Five quarterbacks were selected in the first round of the 2018 NFL Draft, and sooner or later, all of them will likely make starts for their respective teams. When exactly will that be for each signal-caller? Here are my predictions for this year’s rookie class.
Baker Mayfield (CLE): Week 3
Browns head coach Hue Jackson has been adamant that Tyrod Taylor is the starter, but does a guy with a 1-31 record really have enough breathing room to keep the No. 1 overall pick on the bench? I think there is a chance Mayfield ends up under center for the season opener if he is clearly the best quarterback on the roster, but if not, a primetime matchup with the Jets (and potentially Sam Darnold) on Thursday Night Football seems like the ideal spot for a debut. Team owner Jimmy Haslam could even get involved if he wants to show off the new face of the franchise in front of a national audience.
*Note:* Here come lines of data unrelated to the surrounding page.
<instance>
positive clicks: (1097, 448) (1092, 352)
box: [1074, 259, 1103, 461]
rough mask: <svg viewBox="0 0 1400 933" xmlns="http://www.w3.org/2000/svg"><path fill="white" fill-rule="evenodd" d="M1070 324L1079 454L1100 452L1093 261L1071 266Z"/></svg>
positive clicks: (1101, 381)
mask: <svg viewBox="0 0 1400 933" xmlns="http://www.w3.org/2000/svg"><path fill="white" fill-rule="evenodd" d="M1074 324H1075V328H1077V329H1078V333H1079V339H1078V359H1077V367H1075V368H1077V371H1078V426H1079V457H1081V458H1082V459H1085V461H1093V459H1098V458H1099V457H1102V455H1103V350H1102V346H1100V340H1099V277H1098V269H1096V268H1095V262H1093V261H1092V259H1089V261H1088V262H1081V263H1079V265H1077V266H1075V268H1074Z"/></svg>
Plus, with games against the Steelers and Saints the begin the season, it’s more likely than not Cleveland falls to 0-2 and extends their losing streak to 19 games, which would be the third-worst in NFL history and only cause the shouts for Mayfield to turn into roars.
Sam Darnold (NYJ): Week 1
While the Browns are saying they will start Tyrod Taylor all year, the Jets are having a wide-open competition between Josh McCown, Teddy Bridgewater, and No. 3 pick Sam Darnold—and I have a feeling they will go with the rookie if no one separates themselves this month. Darnold starting in Week 1 (a Monday Night Football matchup in Detroit) and then two more weeks against the Dolphins and Browns would potentially give him momentum heading into a tough stretch against Jacksonville, Denver, and Minnesota in three-of-four weeks. At least one rookie quarterback has started the season opener in each of the past ten years, and Darnold appears to be the favorite to keep that going in 2018.
Josh Allen (BUF): Week 4
I think Josh Allen will end up making his first start somewhere between Week 4 and Week 7, but we’ll go with the low end since the Bills have high expectations as the only returning playoff team on this list. Buffalo basically has the most difficult early-season schedule imaginable for a young quarterback (@ BAL, v LAC, @ MIN), so the team will probably decide to roll with A.J. McCarron for at least those games as Allen continues to develop. Entering the lineup in Week 4 and giving a battle to Aaron Rodgers and the Packers at Lambeau Field—against a young secondary—could give Allen confidence after enduring unwarranted criticism over the past few months.
Josh Rosen (ARI): 2019
The UCLA product was widely regarded as the most pro-ready signal-caller in this year’s class, but I think 2019 is the earliest we will see him on the field barring injury, as Sam Bradford is one of the best pure passers in the league and a really good fit with Arizona’s personnel led by Larry Fitzgerald and David Johnson. After the season, the Cardinals will have a decision to make with a $20 million option on Bradford in 2019, so it might take a deep playoff run or MVP-caliber season (both of which I think are possible) to keep the team from going with Josh Rosen on a much cheaper deal if they like what they see from him in practice this year.
Lamar Jackson (BAL): 2020
This is not an overreaction to the Hall of Fame Game or a slight on Lamar Jackson—who was my No. 9 overall prospect in the 2018 NFL Draft—but I think it will take time for the former Heisman winner to be ready to play at the next level. And perhaps more importantly, the Ravens don’t really have a chance to get out of Joe Flacco’s big contract until after the 2019 season, as they would be absorbing $16 million in dead cap next year to get rid of a former Super Bowl MVP, which seems kind of silly. The best thing for both Jackson and the franchise would be to let Flacco take the reigns for at least two more seasons while the rookie—who won’t be entering his age-23 season (Baker Mayfield’s current age) until 2020—is afforded time to mature as an NFL quarterback.